Pre-training via Paraphrasing (Paper Explained)

(I'm trying something new: summarizing and explaining technical research papers I come across. I spend a ton of free time reading these so I figure why not put some of that time spent to good use? Hoping this benefits others who are knee-deep in machine learning and econometric research.)

Title: Pre-training via Paraphrasing

Authors: Mike Lewis, Marjan Ghazvininejad, Gargi Ghosh, Armen Aghajanyan, Sida Wang, Luke Zettlemoyer (all of Facebook AI)

One sentence summary: Transformer model pre-trained on document retrieval and reconstruction performs surprisingly well on wide range of fine-tuned and zero-shot / unsupervised downstream tasks

Source: http://arxiv.org/abs/2006.15020

Compression: 10 pages (original ex. references and appendix) -> 3.5 pages (this article)

Summary

"Pre-training via Paraphrasing" introduces MARGE, a Multilingual Autoencoder that Retrieves and Generates.

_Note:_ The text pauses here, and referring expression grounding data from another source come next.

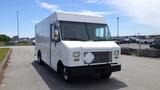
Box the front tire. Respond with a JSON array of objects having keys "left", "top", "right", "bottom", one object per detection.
[{"left": 63, "top": 66, "right": 72, "bottom": 82}]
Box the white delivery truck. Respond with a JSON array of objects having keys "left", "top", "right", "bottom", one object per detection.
[{"left": 35, "top": 12, "right": 121, "bottom": 81}]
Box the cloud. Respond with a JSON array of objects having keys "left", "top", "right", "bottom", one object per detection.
[
  {"left": 59, "top": 10, "right": 116, "bottom": 16},
  {"left": 85, "top": 0, "right": 99, "bottom": 3},
  {"left": 76, "top": 10, "right": 111, "bottom": 16},
  {"left": 105, "top": 0, "right": 160, "bottom": 28},
  {"left": 39, "top": 2, "right": 60, "bottom": 12},
  {"left": 37, "top": 2, "right": 115, "bottom": 16},
  {"left": 85, "top": 0, "right": 160, "bottom": 28},
  {"left": 31, "top": 20, "right": 39, "bottom": 23}
]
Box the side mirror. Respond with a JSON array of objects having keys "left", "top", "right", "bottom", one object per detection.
[
  {"left": 51, "top": 23, "right": 60, "bottom": 42},
  {"left": 54, "top": 29, "right": 60, "bottom": 42}
]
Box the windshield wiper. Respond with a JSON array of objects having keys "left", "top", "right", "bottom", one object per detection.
[{"left": 64, "top": 38, "right": 87, "bottom": 41}]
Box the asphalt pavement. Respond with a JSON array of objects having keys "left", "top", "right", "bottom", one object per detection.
[{"left": 0, "top": 46, "right": 160, "bottom": 90}]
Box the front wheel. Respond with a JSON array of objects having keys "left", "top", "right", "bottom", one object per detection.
[
  {"left": 100, "top": 72, "right": 112, "bottom": 79},
  {"left": 63, "top": 67, "right": 72, "bottom": 82}
]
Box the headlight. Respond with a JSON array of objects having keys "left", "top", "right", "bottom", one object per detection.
[
  {"left": 73, "top": 51, "right": 80, "bottom": 57},
  {"left": 114, "top": 50, "right": 119, "bottom": 55}
]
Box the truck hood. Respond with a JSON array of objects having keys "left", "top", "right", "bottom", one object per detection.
[{"left": 61, "top": 41, "right": 120, "bottom": 49}]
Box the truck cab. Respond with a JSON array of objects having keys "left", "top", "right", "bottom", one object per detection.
[{"left": 35, "top": 12, "right": 121, "bottom": 82}]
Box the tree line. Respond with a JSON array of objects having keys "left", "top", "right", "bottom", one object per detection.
[{"left": 0, "top": 34, "right": 10, "bottom": 42}]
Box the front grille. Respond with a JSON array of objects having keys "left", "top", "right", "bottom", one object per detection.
[{"left": 91, "top": 52, "right": 112, "bottom": 63}]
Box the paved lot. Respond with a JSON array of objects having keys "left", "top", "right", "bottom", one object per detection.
[{"left": 1, "top": 46, "right": 160, "bottom": 90}]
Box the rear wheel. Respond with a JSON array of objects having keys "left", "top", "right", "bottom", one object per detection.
[
  {"left": 38, "top": 52, "right": 43, "bottom": 65},
  {"left": 100, "top": 72, "right": 112, "bottom": 79}
]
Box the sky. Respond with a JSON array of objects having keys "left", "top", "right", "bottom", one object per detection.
[{"left": 1, "top": 0, "right": 160, "bottom": 38}]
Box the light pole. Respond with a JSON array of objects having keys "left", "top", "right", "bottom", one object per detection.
[
  {"left": 117, "top": 17, "right": 119, "bottom": 38},
  {"left": 17, "top": 11, "right": 19, "bottom": 44}
]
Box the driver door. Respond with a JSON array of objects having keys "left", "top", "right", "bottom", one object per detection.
[{"left": 50, "top": 24, "right": 60, "bottom": 70}]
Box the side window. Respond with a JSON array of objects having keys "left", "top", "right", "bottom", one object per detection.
[{"left": 95, "top": 27, "right": 105, "bottom": 38}]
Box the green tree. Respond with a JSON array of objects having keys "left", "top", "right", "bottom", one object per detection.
[{"left": 0, "top": 34, "right": 10, "bottom": 42}]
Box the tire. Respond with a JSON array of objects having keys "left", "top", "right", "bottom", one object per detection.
[
  {"left": 100, "top": 72, "right": 112, "bottom": 79},
  {"left": 62, "top": 66, "right": 72, "bottom": 82},
  {"left": 57, "top": 62, "right": 63, "bottom": 75},
  {"left": 38, "top": 52, "right": 43, "bottom": 65}
]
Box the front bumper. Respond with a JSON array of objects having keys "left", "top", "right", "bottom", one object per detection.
[{"left": 65, "top": 63, "right": 121, "bottom": 76}]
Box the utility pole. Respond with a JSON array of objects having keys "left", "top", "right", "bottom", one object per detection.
[
  {"left": 17, "top": 11, "right": 19, "bottom": 44},
  {"left": 117, "top": 17, "right": 119, "bottom": 38}
]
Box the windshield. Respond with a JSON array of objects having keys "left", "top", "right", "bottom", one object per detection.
[{"left": 60, "top": 21, "right": 111, "bottom": 41}]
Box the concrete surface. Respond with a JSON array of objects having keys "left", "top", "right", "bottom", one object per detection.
[
  {"left": 0, "top": 46, "right": 160, "bottom": 90},
  {"left": 0, "top": 46, "right": 49, "bottom": 90}
]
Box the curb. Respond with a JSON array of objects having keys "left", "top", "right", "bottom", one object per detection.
[{"left": 0, "top": 49, "right": 12, "bottom": 81}]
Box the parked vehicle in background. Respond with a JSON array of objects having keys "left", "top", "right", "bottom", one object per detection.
[
  {"left": 135, "top": 38, "right": 141, "bottom": 43},
  {"left": 148, "top": 39, "right": 154, "bottom": 44},
  {"left": 118, "top": 37, "right": 130, "bottom": 44},
  {"left": 139, "top": 39, "right": 149, "bottom": 44},
  {"left": 35, "top": 12, "right": 121, "bottom": 82},
  {"left": 150, "top": 39, "right": 160, "bottom": 49},
  {"left": 128, "top": 37, "right": 137, "bottom": 43},
  {"left": 129, "top": 37, "right": 145, "bottom": 44}
]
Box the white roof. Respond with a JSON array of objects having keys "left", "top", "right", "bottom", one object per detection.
[{"left": 55, "top": 12, "right": 106, "bottom": 24}]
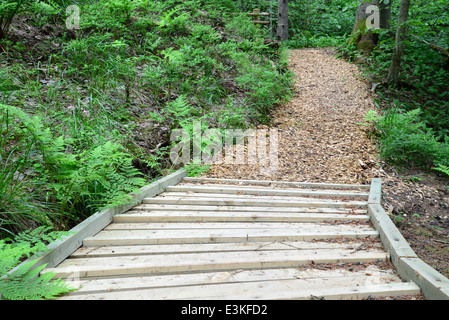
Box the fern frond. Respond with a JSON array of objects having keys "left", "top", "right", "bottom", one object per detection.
[{"left": 1, "top": 261, "right": 76, "bottom": 300}]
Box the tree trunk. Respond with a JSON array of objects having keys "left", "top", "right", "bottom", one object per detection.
[
  {"left": 350, "top": 0, "right": 379, "bottom": 61},
  {"left": 379, "top": 0, "right": 392, "bottom": 30},
  {"left": 387, "top": 0, "right": 411, "bottom": 85},
  {"left": 352, "top": 0, "right": 379, "bottom": 34},
  {"left": 276, "top": 0, "right": 288, "bottom": 41}
]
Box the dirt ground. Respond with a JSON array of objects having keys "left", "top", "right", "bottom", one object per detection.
[{"left": 205, "top": 48, "right": 449, "bottom": 279}]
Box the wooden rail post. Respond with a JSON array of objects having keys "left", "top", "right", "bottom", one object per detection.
[{"left": 247, "top": 8, "right": 270, "bottom": 26}]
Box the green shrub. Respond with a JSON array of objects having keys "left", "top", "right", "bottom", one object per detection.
[{"left": 363, "top": 108, "right": 449, "bottom": 169}]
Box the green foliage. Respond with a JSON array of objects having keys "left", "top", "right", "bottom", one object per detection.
[
  {"left": 0, "top": 260, "right": 74, "bottom": 300},
  {"left": 156, "top": 7, "right": 190, "bottom": 35},
  {"left": 0, "top": 104, "right": 51, "bottom": 236},
  {"left": 334, "top": 0, "right": 449, "bottom": 182},
  {"left": 234, "top": 45, "right": 292, "bottom": 123},
  {"left": 363, "top": 108, "right": 449, "bottom": 170},
  {"left": 0, "top": 226, "right": 75, "bottom": 300},
  {"left": 0, "top": 0, "right": 26, "bottom": 39},
  {"left": 182, "top": 163, "right": 210, "bottom": 177},
  {"left": 433, "top": 164, "right": 449, "bottom": 178},
  {"left": 289, "top": 33, "right": 348, "bottom": 49},
  {"left": 0, "top": 103, "right": 146, "bottom": 230},
  {"left": 108, "top": 0, "right": 140, "bottom": 25},
  {"left": 289, "top": 0, "right": 357, "bottom": 38}
]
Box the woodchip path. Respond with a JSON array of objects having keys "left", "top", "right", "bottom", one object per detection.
[{"left": 43, "top": 175, "right": 423, "bottom": 300}]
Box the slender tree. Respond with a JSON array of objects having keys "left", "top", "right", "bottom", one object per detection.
[
  {"left": 276, "top": 0, "right": 288, "bottom": 41},
  {"left": 387, "top": 0, "right": 411, "bottom": 85}
]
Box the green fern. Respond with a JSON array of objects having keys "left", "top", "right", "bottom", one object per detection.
[
  {"left": 432, "top": 163, "right": 449, "bottom": 178},
  {"left": 0, "top": 227, "right": 76, "bottom": 300},
  {"left": 0, "top": 103, "right": 146, "bottom": 223},
  {"left": 0, "top": 260, "right": 75, "bottom": 300}
]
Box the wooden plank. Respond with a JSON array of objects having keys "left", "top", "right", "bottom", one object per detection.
[
  {"left": 113, "top": 212, "right": 369, "bottom": 223},
  {"left": 62, "top": 267, "right": 400, "bottom": 296},
  {"left": 143, "top": 197, "right": 367, "bottom": 208},
  {"left": 104, "top": 221, "right": 370, "bottom": 231},
  {"left": 180, "top": 282, "right": 421, "bottom": 301},
  {"left": 82, "top": 227, "right": 378, "bottom": 246},
  {"left": 159, "top": 191, "right": 342, "bottom": 201},
  {"left": 252, "top": 20, "right": 270, "bottom": 24},
  {"left": 179, "top": 182, "right": 369, "bottom": 193},
  {"left": 368, "top": 178, "right": 382, "bottom": 204},
  {"left": 167, "top": 185, "right": 370, "bottom": 198},
  {"left": 132, "top": 204, "right": 367, "bottom": 214},
  {"left": 71, "top": 241, "right": 378, "bottom": 258},
  {"left": 43, "top": 248, "right": 388, "bottom": 278},
  {"left": 56, "top": 278, "right": 418, "bottom": 300},
  {"left": 368, "top": 204, "right": 417, "bottom": 268},
  {"left": 183, "top": 177, "right": 370, "bottom": 190},
  {"left": 398, "top": 257, "right": 449, "bottom": 300}
]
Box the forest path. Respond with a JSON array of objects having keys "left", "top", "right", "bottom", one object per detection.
[{"left": 207, "top": 48, "right": 381, "bottom": 184}]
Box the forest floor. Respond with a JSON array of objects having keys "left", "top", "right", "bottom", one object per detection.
[{"left": 205, "top": 48, "right": 449, "bottom": 279}]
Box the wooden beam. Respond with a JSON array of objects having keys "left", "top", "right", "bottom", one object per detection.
[
  {"left": 183, "top": 176, "right": 370, "bottom": 190},
  {"left": 368, "top": 178, "right": 382, "bottom": 204},
  {"left": 43, "top": 248, "right": 388, "bottom": 278},
  {"left": 167, "top": 185, "right": 370, "bottom": 199},
  {"left": 82, "top": 226, "right": 378, "bottom": 246},
  {"left": 142, "top": 197, "right": 368, "bottom": 208},
  {"left": 114, "top": 211, "right": 369, "bottom": 223}
]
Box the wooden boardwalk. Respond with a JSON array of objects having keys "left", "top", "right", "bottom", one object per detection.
[{"left": 40, "top": 175, "right": 426, "bottom": 300}]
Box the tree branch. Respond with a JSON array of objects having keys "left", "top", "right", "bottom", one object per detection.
[{"left": 411, "top": 34, "right": 449, "bottom": 57}]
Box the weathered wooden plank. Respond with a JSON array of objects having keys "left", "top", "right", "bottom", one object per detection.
[
  {"left": 368, "top": 204, "right": 417, "bottom": 268},
  {"left": 159, "top": 191, "right": 341, "bottom": 201},
  {"left": 82, "top": 224, "right": 378, "bottom": 246},
  {"left": 44, "top": 248, "right": 388, "bottom": 278},
  {"left": 180, "top": 282, "right": 421, "bottom": 301},
  {"left": 368, "top": 178, "right": 382, "bottom": 204},
  {"left": 398, "top": 257, "right": 449, "bottom": 300},
  {"left": 104, "top": 221, "right": 370, "bottom": 231},
  {"left": 132, "top": 204, "right": 367, "bottom": 214},
  {"left": 62, "top": 267, "right": 400, "bottom": 296},
  {"left": 143, "top": 197, "right": 367, "bottom": 208},
  {"left": 182, "top": 177, "right": 370, "bottom": 190},
  {"left": 167, "top": 185, "right": 370, "bottom": 199},
  {"left": 57, "top": 278, "right": 418, "bottom": 300},
  {"left": 178, "top": 182, "right": 368, "bottom": 193},
  {"left": 113, "top": 211, "right": 369, "bottom": 223},
  {"left": 71, "top": 241, "right": 378, "bottom": 258}
]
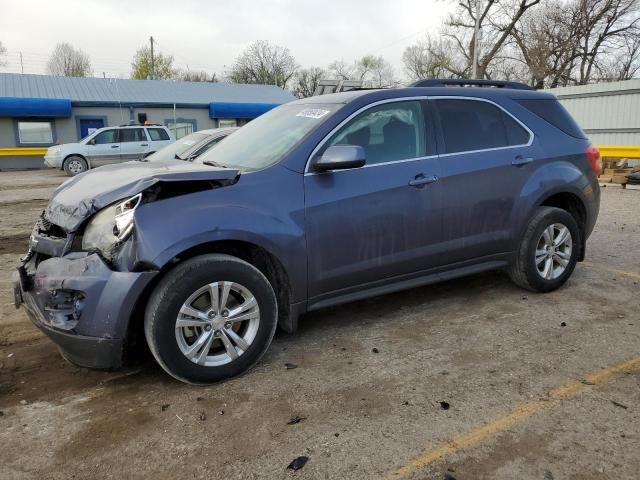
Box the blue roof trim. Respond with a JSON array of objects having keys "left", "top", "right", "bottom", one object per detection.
[
  {"left": 0, "top": 97, "right": 72, "bottom": 118},
  {"left": 209, "top": 102, "right": 280, "bottom": 119}
]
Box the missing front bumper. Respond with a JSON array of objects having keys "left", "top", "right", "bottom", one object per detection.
[{"left": 14, "top": 251, "right": 157, "bottom": 370}]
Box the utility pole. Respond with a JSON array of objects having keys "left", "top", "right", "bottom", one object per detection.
[
  {"left": 472, "top": 0, "right": 482, "bottom": 79},
  {"left": 19, "top": 52, "right": 24, "bottom": 74},
  {"left": 150, "top": 36, "right": 155, "bottom": 80}
]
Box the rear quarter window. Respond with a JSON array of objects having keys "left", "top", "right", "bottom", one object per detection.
[
  {"left": 516, "top": 99, "right": 586, "bottom": 139},
  {"left": 148, "top": 128, "right": 170, "bottom": 141}
]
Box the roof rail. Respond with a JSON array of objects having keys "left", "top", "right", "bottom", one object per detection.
[
  {"left": 119, "top": 123, "right": 163, "bottom": 127},
  {"left": 411, "top": 79, "right": 534, "bottom": 90}
]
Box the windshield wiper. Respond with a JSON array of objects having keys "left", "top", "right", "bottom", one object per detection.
[
  {"left": 175, "top": 153, "right": 186, "bottom": 161},
  {"left": 203, "top": 159, "right": 227, "bottom": 168}
]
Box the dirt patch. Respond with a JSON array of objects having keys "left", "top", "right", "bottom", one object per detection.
[{"left": 0, "top": 233, "right": 30, "bottom": 255}]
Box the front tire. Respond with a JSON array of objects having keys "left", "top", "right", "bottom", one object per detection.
[
  {"left": 144, "top": 254, "right": 278, "bottom": 384},
  {"left": 63, "top": 156, "right": 88, "bottom": 176},
  {"left": 508, "top": 207, "right": 580, "bottom": 292}
]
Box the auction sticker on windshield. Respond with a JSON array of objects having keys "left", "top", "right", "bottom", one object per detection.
[{"left": 296, "top": 109, "right": 331, "bottom": 119}]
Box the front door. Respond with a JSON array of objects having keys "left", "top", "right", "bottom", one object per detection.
[
  {"left": 119, "top": 128, "right": 149, "bottom": 162},
  {"left": 79, "top": 118, "right": 105, "bottom": 139},
  {"left": 305, "top": 99, "right": 442, "bottom": 301},
  {"left": 432, "top": 98, "right": 538, "bottom": 263},
  {"left": 86, "top": 128, "right": 120, "bottom": 167}
]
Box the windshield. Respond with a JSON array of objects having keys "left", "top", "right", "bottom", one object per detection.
[
  {"left": 196, "top": 103, "right": 341, "bottom": 170},
  {"left": 147, "top": 132, "right": 211, "bottom": 161}
]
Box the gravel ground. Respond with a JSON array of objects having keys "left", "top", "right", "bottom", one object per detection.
[{"left": 0, "top": 170, "right": 638, "bottom": 480}]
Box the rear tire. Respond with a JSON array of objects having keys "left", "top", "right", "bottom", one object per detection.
[
  {"left": 508, "top": 207, "right": 580, "bottom": 292},
  {"left": 144, "top": 254, "right": 278, "bottom": 384},
  {"left": 63, "top": 156, "right": 88, "bottom": 176}
]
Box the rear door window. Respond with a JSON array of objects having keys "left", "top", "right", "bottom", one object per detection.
[
  {"left": 119, "top": 128, "right": 146, "bottom": 143},
  {"left": 435, "top": 99, "right": 530, "bottom": 154}
]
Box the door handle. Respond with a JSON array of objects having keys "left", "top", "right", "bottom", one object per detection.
[
  {"left": 111, "top": 145, "right": 119, "bottom": 149},
  {"left": 140, "top": 143, "right": 148, "bottom": 147},
  {"left": 512, "top": 156, "right": 533, "bottom": 166},
  {"left": 408, "top": 174, "right": 439, "bottom": 188}
]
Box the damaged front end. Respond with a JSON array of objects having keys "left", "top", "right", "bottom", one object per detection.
[{"left": 14, "top": 160, "right": 241, "bottom": 369}]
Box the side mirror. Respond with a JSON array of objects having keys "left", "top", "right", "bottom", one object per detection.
[
  {"left": 313, "top": 145, "right": 366, "bottom": 172},
  {"left": 88, "top": 138, "right": 96, "bottom": 145}
]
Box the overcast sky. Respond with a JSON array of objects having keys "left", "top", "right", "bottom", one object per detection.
[{"left": 0, "top": 0, "right": 450, "bottom": 81}]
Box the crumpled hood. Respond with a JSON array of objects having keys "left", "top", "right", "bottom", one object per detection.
[{"left": 45, "top": 160, "right": 240, "bottom": 231}]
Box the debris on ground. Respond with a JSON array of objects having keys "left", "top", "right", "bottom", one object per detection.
[
  {"left": 161, "top": 404, "right": 170, "bottom": 412},
  {"left": 19, "top": 400, "right": 27, "bottom": 405},
  {"left": 560, "top": 322, "right": 567, "bottom": 327},
  {"left": 287, "top": 415, "right": 305, "bottom": 425},
  {"left": 196, "top": 396, "right": 204, "bottom": 402},
  {"left": 199, "top": 411, "right": 207, "bottom": 421},
  {"left": 444, "top": 473, "right": 457, "bottom": 480},
  {"left": 218, "top": 410, "right": 225, "bottom": 415},
  {"left": 580, "top": 379, "right": 596, "bottom": 386},
  {"left": 440, "top": 401, "right": 450, "bottom": 410},
  {"left": 284, "top": 362, "right": 298, "bottom": 370},
  {"left": 287, "top": 456, "right": 309, "bottom": 471},
  {"left": 611, "top": 400, "right": 629, "bottom": 410},
  {"left": 175, "top": 414, "right": 184, "bottom": 422},
  {"left": 372, "top": 347, "right": 379, "bottom": 353},
  {"left": 543, "top": 469, "right": 555, "bottom": 480},
  {"left": 0, "top": 410, "right": 4, "bottom": 416}
]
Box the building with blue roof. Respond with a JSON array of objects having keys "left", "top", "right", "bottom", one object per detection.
[{"left": 0, "top": 73, "right": 295, "bottom": 169}]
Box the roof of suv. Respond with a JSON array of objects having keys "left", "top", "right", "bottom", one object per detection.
[{"left": 292, "top": 85, "right": 555, "bottom": 106}]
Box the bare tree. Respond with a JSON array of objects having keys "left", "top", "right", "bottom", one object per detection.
[
  {"left": 328, "top": 55, "right": 399, "bottom": 87},
  {"left": 131, "top": 46, "right": 177, "bottom": 80},
  {"left": 228, "top": 40, "right": 297, "bottom": 88},
  {"left": 402, "top": 35, "right": 463, "bottom": 80},
  {"left": 445, "top": 0, "right": 543, "bottom": 79},
  {"left": 178, "top": 70, "right": 218, "bottom": 82},
  {"left": 46, "top": 43, "right": 92, "bottom": 77},
  {"left": 292, "top": 67, "right": 326, "bottom": 98},
  {"left": 510, "top": 0, "right": 640, "bottom": 87},
  {"left": 0, "top": 41, "right": 6, "bottom": 67}
]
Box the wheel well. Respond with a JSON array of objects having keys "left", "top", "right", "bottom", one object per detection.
[
  {"left": 125, "top": 240, "right": 293, "bottom": 361},
  {"left": 539, "top": 192, "right": 587, "bottom": 259}
]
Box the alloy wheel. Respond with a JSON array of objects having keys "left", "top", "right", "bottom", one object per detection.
[
  {"left": 534, "top": 223, "right": 573, "bottom": 280},
  {"left": 175, "top": 281, "right": 260, "bottom": 366}
]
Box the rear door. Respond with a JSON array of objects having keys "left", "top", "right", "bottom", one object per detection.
[
  {"left": 304, "top": 99, "right": 442, "bottom": 300},
  {"left": 119, "top": 128, "right": 149, "bottom": 162},
  {"left": 432, "top": 97, "right": 538, "bottom": 263},
  {"left": 86, "top": 128, "right": 120, "bottom": 167}
]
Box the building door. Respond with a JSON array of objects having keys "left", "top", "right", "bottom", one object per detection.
[{"left": 79, "top": 118, "right": 105, "bottom": 139}]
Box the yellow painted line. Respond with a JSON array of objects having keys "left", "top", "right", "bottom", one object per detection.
[
  {"left": 387, "top": 357, "right": 640, "bottom": 479},
  {"left": 0, "top": 147, "right": 47, "bottom": 157},
  {"left": 597, "top": 145, "right": 640, "bottom": 159}
]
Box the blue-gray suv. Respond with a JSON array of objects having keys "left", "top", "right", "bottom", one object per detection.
[{"left": 14, "top": 80, "right": 601, "bottom": 384}]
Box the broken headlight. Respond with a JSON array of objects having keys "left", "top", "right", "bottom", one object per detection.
[{"left": 82, "top": 194, "right": 142, "bottom": 254}]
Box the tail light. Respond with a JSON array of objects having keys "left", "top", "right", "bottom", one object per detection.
[{"left": 585, "top": 145, "right": 602, "bottom": 176}]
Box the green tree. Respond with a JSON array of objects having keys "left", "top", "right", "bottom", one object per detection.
[{"left": 130, "top": 46, "right": 177, "bottom": 80}]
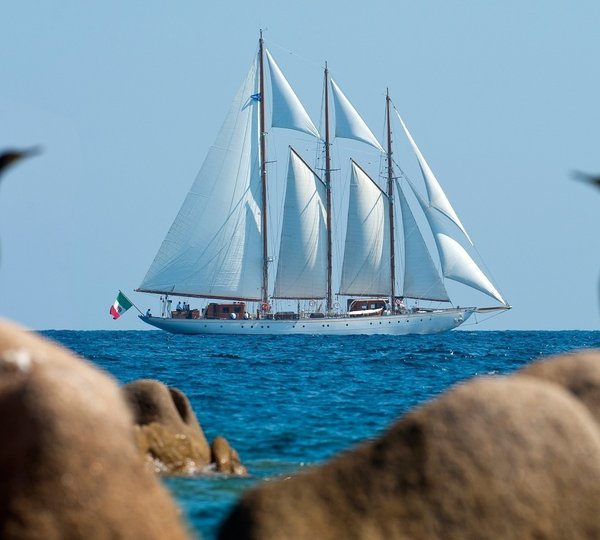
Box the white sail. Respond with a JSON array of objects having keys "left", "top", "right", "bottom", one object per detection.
[
  {"left": 408, "top": 181, "right": 506, "bottom": 305},
  {"left": 139, "top": 59, "right": 263, "bottom": 300},
  {"left": 395, "top": 109, "right": 472, "bottom": 244},
  {"left": 330, "top": 79, "right": 384, "bottom": 152},
  {"left": 339, "top": 161, "right": 390, "bottom": 296},
  {"left": 396, "top": 181, "right": 449, "bottom": 302},
  {"left": 273, "top": 149, "right": 327, "bottom": 299},
  {"left": 265, "top": 49, "right": 320, "bottom": 138}
]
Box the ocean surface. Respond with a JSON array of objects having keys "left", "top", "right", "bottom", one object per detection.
[{"left": 43, "top": 330, "right": 600, "bottom": 539}]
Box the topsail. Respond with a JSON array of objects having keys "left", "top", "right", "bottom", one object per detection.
[{"left": 330, "top": 79, "right": 384, "bottom": 152}]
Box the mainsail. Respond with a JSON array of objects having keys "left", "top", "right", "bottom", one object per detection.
[
  {"left": 139, "top": 60, "right": 263, "bottom": 300},
  {"left": 273, "top": 148, "right": 328, "bottom": 299},
  {"left": 139, "top": 45, "right": 321, "bottom": 301},
  {"left": 339, "top": 161, "right": 390, "bottom": 296}
]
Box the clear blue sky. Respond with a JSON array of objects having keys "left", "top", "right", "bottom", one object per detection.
[{"left": 1, "top": 1, "right": 598, "bottom": 331}]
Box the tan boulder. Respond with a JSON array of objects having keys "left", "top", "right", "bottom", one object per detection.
[
  {"left": 520, "top": 348, "right": 600, "bottom": 421},
  {"left": 0, "top": 319, "right": 189, "bottom": 540},
  {"left": 211, "top": 435, "right": 247, "bottom": 475},
  {"left": 219, "top": 374, "right": 600, "bottom": 540},
  {"left": 122, "top": 379, "right": 211, "bottom": 474},
  {"left": 123, "top": 379, "right": 247, "bottom": 476}
]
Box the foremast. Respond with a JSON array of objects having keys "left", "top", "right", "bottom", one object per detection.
[{"left": 258, "top": 31, "right": 269, "bottom": 309}]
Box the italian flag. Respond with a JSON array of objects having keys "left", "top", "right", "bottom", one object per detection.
[{"left": 110, "top": 291, "right": 133, "bottom": 320}]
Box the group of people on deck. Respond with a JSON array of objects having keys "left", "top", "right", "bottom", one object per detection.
[{"left": 147, "top": 298, "right": 192, "bottom": 318}]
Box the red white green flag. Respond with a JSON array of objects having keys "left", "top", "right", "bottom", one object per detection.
[{"left": 110, "top": 291, "right": 133, "bottom": 320}]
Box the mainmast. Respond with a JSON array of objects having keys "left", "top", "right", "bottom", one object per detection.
[
  {"left": 259, "top": 31, "right": 269, "bottom": 308},
  {"left": 324, "top": 63, "right": 333, "bottom": 313},
  {"left": 386, "top": 90, "right": 396, "bottom": 309}
]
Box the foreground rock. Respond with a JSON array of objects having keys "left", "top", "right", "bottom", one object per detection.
[
  {"left": 220, "top": 354, "right": 600, "bottom": 540},
  {"left": 123, "top": 379, "right": 246, "bottom": 475},
  {"left": 0, "top": 320, "right": 189, "bottom": 540},
  {"left": 520, "top": 349, "right": 600, "bottom": 421}
]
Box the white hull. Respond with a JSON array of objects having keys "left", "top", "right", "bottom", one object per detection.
[{"left": 139, "top": 308, "right": 474, "bottom": 336}]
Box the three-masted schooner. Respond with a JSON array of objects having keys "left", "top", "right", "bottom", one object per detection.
[{"left": 136, "top": 33, "right": 510, "bottom": 335}]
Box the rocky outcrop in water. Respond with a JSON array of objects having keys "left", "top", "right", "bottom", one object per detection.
[
  {"left": 123, "top": 379, "right": 247, "bottom": 475},
  {"left": 211, "top": 435, "right": 247, "bottom": 475},
  {"left": 0, "top": 319, "right": 190, "bottom": 540},
  {"left": 219, "top": 349, "right": 600, "bottom": 540}
]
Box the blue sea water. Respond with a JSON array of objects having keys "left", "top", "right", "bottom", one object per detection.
[{"left": 42, "top": 330, "right": 600, "bottom": 539}]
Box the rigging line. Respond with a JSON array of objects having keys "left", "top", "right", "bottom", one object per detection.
[
  {"left": 266, "top": 38, "right": 323, "bottom": 71},
  {"left": 379, "top": 97, "right": 389, "bottom": 180},
  {"left": 461, "top": 309, "right": 509, "bottom": 327},
  {"left": 390, "top": 155, "right": 413, "bottom": 184}
]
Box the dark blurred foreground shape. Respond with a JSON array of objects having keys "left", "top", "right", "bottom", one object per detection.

In this architecture, a retrieval model is trained to score the relevancy of batches of "evidence" documents $z_{1...M}$ based on their similarity to a "target" document $x$. Simultaneously, a reconstruction model is trained to reconstruct the original target document conditioning on the evidence documents and their relevance scores from the retrieval model. This back-and-forth emulates the behavior of an autoencoder (or even a denoising autoencoder) whereby the mapping of target document to evidence documents serves as an information bottleneck forcing the model to learn document representations that will best enable the reconstruction of the input document.

Once pre-trained on this "paraphrasing" task, MARGE can then be leveraged for downstream tasks like sentence retrieval, machine translation, summarization, paraphrasing, and question answering. Even with no fine-tuning (i.e. "zero-shot"), the model demonstrates impressive performance on these tasks. Performance improves meaningfully with task-specific fine-tuning.

Key results and takeaways

Transformer-based model pre-trained on retrieval / reconstruction performs admirably across multiple downstream generative and discriminative tasks, including state of the art (SOTA) results on some tasks
Achieves BLEU scores of up to 35.8 on zero-shot unsupervised document translation with no task-specific fine-tuning
Outperforms other unsupervised models on unsupervised cross-lingual sentence retrieval by large margin
Impressively, model is trainable from random initialization despite "chicken-and-egg" problem of retrieval and reconstruction models being co-dependent

Methodology

Retrieval and reconstruction together act as an autoencoder. The retrieved documents act as a noisy representation of the input, and this process serves as an information bottleneck for the algorithm (an encoder). The meaning of the original input is therefore encoded in these documents via the choice of which documents to retrieve along with the relevance score assigned to each. This mapping of input to retrieved documents is the "encoder" of the autoencoder. The reconstruction of the input via the retrieved documents is effectively the decoder.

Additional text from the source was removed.